Oncology's haves and have-nots

A handful of tumour types have disproportionately benefited from the sector’s huge push into oncology. Is the investment case weakening in certain areas?

Huge sums of money have poured into oncology R&D in the past decade and continue to do so, attracted by biological breakthroughs and the high prices that health systems are willing to tolerate when it comes to cancer drugs. The result: just under a third of the novel compounds in biopharma’s developmental pipeline sit in the oncology realm.

The analysis below, based on EvaluatePharma data, shows that there are 1,806 novel oncology projects in clinical development, more than three times as many as in the areas of infectious diseases or neurology.

One conclusion to draw from this statistic is that cancer’s gain has been other therapy areas’ loss. Heart disease remains a bigger killer than cancer, in the west at least, so the relatively small space that cardiovascular therapies occupy, in the graphic below, suggests this to be true.

Tumours can grow in all parts of the body so cancer will always be a bigger therapy area than, for example, hepatic disorders. But it seems likely that disproportionate investment has contributed to the distribution below.

A further dig into the cancer space shows the huge disparity within this field, in terms of where the cash is flowing. Below is an analysis of ten types of cancer, looking at the five-year survival rate versus the number of novel agents that have been approved in the last five years.

Some have very short survival rates; poor prognosis can presumably be considered an indicator of a gap in the market, which should attract novel drug developers. Unsurprisingly pancreatic cancer sits in the bottom left corner; this notoriously hard-to-treat disease has seen little progress and while EvaluatePharma lists 122 projects in development, in reality a large proportion of these will surely have been quietly abandoned.

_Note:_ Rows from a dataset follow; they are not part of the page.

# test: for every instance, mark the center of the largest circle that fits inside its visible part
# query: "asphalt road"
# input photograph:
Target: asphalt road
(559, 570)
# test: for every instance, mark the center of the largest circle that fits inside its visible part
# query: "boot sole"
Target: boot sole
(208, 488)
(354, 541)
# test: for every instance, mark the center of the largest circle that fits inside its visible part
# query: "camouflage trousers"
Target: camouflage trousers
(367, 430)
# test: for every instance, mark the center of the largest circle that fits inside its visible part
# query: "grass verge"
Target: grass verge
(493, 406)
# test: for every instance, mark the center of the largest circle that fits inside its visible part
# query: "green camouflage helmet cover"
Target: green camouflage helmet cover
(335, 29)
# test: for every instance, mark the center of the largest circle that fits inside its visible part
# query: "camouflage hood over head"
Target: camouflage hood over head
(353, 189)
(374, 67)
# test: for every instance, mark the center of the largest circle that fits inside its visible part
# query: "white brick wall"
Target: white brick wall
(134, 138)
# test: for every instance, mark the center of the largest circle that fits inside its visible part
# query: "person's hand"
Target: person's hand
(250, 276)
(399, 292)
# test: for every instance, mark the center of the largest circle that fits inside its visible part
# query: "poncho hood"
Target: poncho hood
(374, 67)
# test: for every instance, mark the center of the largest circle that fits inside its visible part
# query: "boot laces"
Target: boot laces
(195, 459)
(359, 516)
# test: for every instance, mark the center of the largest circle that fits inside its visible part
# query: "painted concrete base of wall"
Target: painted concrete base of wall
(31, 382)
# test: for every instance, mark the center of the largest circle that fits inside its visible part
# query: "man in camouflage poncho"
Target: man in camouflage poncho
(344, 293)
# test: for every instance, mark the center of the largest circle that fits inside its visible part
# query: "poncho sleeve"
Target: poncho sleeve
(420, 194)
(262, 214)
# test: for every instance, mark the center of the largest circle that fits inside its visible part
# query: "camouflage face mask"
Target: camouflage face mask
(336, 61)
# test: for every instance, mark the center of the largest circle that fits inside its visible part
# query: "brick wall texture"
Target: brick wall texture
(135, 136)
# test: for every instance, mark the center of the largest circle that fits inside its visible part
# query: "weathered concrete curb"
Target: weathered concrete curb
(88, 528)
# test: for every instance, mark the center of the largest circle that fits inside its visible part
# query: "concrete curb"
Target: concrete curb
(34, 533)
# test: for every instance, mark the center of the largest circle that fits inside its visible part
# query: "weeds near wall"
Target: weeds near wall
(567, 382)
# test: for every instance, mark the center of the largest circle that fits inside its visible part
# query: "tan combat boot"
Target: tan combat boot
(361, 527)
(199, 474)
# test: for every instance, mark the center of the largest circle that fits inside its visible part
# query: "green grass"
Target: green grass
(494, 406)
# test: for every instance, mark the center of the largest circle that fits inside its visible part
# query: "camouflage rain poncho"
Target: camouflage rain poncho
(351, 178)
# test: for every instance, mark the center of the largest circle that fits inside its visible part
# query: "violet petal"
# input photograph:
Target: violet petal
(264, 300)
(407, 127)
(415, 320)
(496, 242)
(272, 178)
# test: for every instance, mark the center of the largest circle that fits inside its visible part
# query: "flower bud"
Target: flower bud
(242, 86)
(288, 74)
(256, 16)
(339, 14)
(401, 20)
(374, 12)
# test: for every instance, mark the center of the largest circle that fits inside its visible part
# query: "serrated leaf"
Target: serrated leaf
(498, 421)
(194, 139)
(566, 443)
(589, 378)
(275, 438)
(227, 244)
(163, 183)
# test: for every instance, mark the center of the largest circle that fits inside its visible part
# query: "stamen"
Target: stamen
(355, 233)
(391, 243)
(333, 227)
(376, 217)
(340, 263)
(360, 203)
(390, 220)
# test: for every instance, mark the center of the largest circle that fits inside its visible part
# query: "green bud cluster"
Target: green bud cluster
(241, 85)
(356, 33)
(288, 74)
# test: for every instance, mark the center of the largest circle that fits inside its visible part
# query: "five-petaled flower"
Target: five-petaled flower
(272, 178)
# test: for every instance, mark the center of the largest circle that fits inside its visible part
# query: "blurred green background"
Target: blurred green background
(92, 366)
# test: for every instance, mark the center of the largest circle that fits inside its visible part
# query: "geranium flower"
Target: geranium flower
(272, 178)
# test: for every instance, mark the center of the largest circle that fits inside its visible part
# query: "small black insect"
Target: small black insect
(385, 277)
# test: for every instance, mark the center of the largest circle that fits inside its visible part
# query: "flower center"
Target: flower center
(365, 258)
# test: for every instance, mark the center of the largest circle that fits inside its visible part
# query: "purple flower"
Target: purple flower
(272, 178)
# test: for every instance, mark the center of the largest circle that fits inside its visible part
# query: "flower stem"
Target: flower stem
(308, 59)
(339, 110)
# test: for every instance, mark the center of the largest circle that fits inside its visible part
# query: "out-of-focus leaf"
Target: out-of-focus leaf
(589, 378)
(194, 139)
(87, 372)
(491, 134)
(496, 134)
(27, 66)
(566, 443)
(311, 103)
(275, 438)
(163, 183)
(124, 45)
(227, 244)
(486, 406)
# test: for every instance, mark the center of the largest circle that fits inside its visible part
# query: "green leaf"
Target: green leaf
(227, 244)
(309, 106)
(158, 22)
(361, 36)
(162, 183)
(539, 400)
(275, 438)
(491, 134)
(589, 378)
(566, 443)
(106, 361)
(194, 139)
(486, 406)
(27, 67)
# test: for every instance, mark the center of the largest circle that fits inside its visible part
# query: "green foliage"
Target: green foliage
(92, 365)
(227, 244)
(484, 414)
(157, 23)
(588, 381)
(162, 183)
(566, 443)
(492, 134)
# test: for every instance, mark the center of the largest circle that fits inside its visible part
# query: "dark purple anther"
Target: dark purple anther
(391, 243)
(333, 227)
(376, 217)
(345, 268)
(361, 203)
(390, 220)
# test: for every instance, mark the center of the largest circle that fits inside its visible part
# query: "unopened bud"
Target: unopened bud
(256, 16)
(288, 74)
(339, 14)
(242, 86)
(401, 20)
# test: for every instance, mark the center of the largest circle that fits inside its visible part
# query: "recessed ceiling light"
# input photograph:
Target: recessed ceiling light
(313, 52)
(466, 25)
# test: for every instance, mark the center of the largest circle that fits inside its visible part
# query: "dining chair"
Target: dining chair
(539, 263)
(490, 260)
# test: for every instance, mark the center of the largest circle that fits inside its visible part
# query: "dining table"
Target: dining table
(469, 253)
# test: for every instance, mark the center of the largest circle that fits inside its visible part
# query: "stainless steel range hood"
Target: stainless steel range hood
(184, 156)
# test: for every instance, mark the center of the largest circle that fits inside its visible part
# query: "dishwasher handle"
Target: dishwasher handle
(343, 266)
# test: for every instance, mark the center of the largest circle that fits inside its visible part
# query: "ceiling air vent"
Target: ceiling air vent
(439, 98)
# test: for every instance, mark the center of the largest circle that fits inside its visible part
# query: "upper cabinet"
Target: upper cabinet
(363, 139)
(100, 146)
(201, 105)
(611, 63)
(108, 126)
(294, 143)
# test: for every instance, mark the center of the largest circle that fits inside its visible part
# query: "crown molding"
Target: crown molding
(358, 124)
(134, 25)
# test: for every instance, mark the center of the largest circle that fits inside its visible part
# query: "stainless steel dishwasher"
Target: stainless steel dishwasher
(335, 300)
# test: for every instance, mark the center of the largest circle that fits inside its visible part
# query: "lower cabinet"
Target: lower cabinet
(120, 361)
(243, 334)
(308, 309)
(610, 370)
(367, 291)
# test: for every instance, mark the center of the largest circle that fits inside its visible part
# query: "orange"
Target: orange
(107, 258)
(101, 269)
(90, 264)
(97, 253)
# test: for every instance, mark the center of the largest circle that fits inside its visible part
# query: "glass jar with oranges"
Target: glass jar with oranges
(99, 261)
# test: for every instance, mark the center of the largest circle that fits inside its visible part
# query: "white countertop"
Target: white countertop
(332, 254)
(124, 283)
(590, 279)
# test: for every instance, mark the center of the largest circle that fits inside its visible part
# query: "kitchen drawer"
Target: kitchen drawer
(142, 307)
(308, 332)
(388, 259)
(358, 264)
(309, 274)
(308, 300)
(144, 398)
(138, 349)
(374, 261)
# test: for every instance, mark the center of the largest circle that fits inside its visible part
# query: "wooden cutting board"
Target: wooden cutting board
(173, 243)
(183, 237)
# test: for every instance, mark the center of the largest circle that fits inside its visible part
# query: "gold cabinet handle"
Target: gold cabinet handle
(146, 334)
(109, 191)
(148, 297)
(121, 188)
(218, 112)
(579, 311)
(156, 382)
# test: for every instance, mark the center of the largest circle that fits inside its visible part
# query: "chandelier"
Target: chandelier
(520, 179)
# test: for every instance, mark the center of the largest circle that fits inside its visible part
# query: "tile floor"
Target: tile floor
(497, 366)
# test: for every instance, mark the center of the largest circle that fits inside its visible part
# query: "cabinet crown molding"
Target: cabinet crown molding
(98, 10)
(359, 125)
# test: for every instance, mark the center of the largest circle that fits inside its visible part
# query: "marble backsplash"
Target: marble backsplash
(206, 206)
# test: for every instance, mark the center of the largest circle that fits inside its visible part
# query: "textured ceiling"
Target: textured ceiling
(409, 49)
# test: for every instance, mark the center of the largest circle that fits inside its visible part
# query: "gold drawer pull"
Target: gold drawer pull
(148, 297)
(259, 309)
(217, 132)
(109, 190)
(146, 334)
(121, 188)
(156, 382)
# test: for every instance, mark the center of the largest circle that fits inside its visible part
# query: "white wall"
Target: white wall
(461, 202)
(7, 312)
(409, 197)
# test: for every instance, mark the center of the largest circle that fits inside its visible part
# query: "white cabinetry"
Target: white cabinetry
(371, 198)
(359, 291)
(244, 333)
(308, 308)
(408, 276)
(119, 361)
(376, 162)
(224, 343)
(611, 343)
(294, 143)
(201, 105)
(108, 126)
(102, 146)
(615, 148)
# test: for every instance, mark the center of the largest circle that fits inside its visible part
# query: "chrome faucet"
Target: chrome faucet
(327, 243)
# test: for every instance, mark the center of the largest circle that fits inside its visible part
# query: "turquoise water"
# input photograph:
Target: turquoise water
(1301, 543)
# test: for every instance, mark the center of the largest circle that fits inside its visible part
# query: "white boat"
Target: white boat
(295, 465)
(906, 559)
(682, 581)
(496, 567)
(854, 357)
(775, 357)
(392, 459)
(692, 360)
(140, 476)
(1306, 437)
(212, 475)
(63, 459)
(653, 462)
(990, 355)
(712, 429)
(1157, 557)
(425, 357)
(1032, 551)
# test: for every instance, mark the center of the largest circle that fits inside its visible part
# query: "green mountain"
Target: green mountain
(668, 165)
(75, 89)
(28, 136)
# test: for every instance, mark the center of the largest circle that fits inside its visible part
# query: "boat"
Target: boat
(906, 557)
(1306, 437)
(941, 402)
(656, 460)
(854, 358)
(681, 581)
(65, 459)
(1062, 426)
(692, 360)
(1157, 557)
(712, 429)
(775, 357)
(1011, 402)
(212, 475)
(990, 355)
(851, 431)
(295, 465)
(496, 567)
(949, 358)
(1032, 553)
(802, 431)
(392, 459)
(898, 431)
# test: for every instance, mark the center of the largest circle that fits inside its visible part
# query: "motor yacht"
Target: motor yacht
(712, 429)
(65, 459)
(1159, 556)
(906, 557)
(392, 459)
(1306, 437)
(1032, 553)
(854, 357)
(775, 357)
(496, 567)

The success of the anti-PD-1 antibodies in metastatic melanoma shows that progress can never be ruled out. This very aggressive disease was long considered a death sentence, and many remain hopeful that the immuno-oncology revolution will eventually reach other intractable tumour types.

What is also notable is the relatively little work going on in oesophageal, liver and stomach cancers, diseases that also have very poor prognosis. These broad classifications will of course include different disease subtypes, some of which are very rare, which also helps explain the size of clinical pipelines.

But for developers working in the ever more crowded cancer space, a niche with few competitors and a poorly-served patient population would presumably be worth looking at.

Occupying the top right hand side of this chart is leukaemia, a field that has seen huge progress and huge investment. This disorder has the largest number of clinical-stage assets in this analysis, and the best survival statistics, so developers must have a watertight investment case to push forward novel projects here.

The analysis below further underlines this. This plots the combined cost of all ongoing clinical trials in various indications against the number of novel agents in development. Non-Hodgkin lymphoma and acute myeloid leukaemia both feature on the right of this chart, indicating very crowded spaces.

It is non-small cell lung cancer that really stands out here. This tumour type has attracted the most cash – EvaluatePharma Vision estimates that the cost of all ongoing NSCLC studies amounts to $16bn – and as a result there are more novel agents under investigation than in any other cancer. Lung cancer has long counted as one of the biggest killers: the World Health Organisation listed it as the sixth biggest cause of mortality in 2016.

It could be argued that this statistic justifies the level of investment that NSCLC receives. And the success of immunotherapies means that many will be hoping that lung cancer moves down the WHO's list in coming years.

But the huge amount of money that has gone into NSCLC and other cancers like breast and prostate means that companies must have a very strong reason to put more money into work in these diseases. These graphs pinpoint the highly competitive spaces in oncology that must be approached with caution by both developers and investors in cancer-focused biotechs.